I thought the first season of this show was OK, but the second was so incredibly tedious that I figured I wouldn’t even bother with Season 3. Based on good reviews, I decided to give it a try. Four episodes in, it is obvious that the writing is a cut above previous seasons, engaging more with current events of the day than with family politics. Episode 3, which deals with a little known Welsh mining tragedy in which over 100 children were killed, and the Crown’s reaction to it, is particularly good.
The writers seem to be grappling with the impact of the royal family’s decision to engage more with the media, particularly television. This remains an important issue. For better or worse — an in the case of Prince Andrew, dramatically worse – the royal family does have to respond to the media more than they did 50 years ago.
The cast change was pretty seamless. Olivia Colman and Tobias Menzies are great as Elizabeth and Phillip, and Helena Bonham Carter makes Margaret more sympathetic than she ought to be. Charles Dance apparently appears later as Lord Mountbatten, who was about as close in real life to Tywin Lannister as it is possible to be.
This is not an anti-monarchy series. The writers have to invent private conversations, of course. But they seem to be bending over backwards to put the best possible construction on the family’s often very strange behavior.

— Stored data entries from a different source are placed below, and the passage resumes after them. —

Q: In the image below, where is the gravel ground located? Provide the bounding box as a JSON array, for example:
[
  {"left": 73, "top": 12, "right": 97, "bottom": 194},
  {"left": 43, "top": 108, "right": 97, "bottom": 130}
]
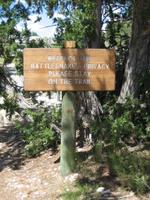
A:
[{"left": 0, "top": 126, "right": 66, "bottom": 200}]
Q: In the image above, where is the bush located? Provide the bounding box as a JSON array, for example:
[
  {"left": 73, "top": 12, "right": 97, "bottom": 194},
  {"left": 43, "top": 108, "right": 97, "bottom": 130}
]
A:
[
  {"left": 16, "top": 107, "right": 61, "bottom": 157},
  {"left": 0, "top": 94, "right": 19, "bottom": 119},
  {"left": 108, "top": 152, "right": 150, "bottom": 194},
  {"left": 91, "top": 94, "right": 150, "bottom": 150}
]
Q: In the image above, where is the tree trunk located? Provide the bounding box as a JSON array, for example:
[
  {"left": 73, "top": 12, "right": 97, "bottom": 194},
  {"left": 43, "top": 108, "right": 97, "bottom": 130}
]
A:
[
  {"left": 77, "top": 0, "right": 103, "bottom": 119},
  {"left": 84, "top": 0, "right": 103, "bottom": 118},
  {"left": 77, "top": 0, "right": 103, "bottom": 147},
  {"left": 91, "top": 0, "right": 102, "bottom": 48},
  {"left": 118, "top": 1, "right": 150, "bottom": 102}
]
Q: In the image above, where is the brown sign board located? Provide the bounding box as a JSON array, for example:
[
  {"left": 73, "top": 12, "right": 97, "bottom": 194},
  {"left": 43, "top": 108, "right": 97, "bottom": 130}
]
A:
[{"left": 23, "top": 48, "right": 115, "bottom": 91}]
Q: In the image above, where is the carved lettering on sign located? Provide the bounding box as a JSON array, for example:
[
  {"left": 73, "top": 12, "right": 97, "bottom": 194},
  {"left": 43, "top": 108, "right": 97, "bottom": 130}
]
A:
[{"left": 24, "top": 48, "right": 115, "bottom": 91}]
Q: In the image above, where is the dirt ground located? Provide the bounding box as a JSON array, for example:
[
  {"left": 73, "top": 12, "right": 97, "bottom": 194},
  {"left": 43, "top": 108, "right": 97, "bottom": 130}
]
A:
[
  {"left": 0, "top": 126, "right": 67, "bottom": 200},
  {"left": 0, "top": 126, "right": 150, "bottom": 200}
]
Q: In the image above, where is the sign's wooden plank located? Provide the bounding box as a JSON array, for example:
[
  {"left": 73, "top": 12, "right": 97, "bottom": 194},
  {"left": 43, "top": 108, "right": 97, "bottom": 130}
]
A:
[
  {"left": 23, "top": 48, "right": 115, "bottom": 91},
  {"left": 24, "top": 78, "right": 115, "bottom": 91},
  {"left": 24, "top": 70, "right": 114, "bottom": 78}
]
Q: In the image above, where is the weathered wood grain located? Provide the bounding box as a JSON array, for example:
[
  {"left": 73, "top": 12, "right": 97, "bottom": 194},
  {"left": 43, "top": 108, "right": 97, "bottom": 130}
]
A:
[{"left": 23, "top": 48, "right": 115, "bottom": 91}]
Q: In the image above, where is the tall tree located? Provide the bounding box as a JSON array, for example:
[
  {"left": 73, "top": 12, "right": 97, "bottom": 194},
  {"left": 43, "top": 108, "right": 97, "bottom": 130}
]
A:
[
  {"left": 0, "top": 0, "right": 46, "bottom": 113},
  {"left": 55, "top": 0, "right": 103, "bottom": 119},
  {"left": 118, "top": 0, "right": 150, "bottom": 102},
  {"left": 0, "top": 0, "right": 29, "bottom": 94},
  {"left": 98, "top": 0, "right": 132, "bottom": 98}
]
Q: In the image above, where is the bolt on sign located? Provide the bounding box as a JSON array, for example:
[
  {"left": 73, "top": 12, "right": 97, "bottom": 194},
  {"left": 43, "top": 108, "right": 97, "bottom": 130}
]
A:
[{"left": 23, "top": 48, "right": 115, "bottom": 91}]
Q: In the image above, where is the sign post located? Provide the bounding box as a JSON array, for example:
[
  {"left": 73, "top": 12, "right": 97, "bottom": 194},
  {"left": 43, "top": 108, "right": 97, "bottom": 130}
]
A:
[
  {"left": 23, "top": 43, "right": 115, "bottom": 176},
  {"left": 60, "top": 41, "right": 76, "bottom": 176}
]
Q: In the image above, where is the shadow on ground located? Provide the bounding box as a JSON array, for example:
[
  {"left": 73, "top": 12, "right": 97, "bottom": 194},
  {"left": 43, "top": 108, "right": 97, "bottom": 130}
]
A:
[
  {"left": 75, "top": 150, "right": 120, "bottom": 200},
  {"left": 61, "top": 146, "right": 150, "bottom": 200},
  {"left": 0, "top": 126, "right": 26, "bottom": 171}
]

You can’t help but be struck, however, by how shockingly mediocre this family is. One thousand years of selective breeding resulted in — this? The only traits that they seem to have selected for are the ability to sit up straight in uncomfortable chairs, the ability to speak whole sentences while hardly moving their lips, and a sense of entitlement so blind to reality it is almost comical. (I mention this because some “gene analysis” companies are once again offering people the opportunity to “design their babies – be careful what you wish for.)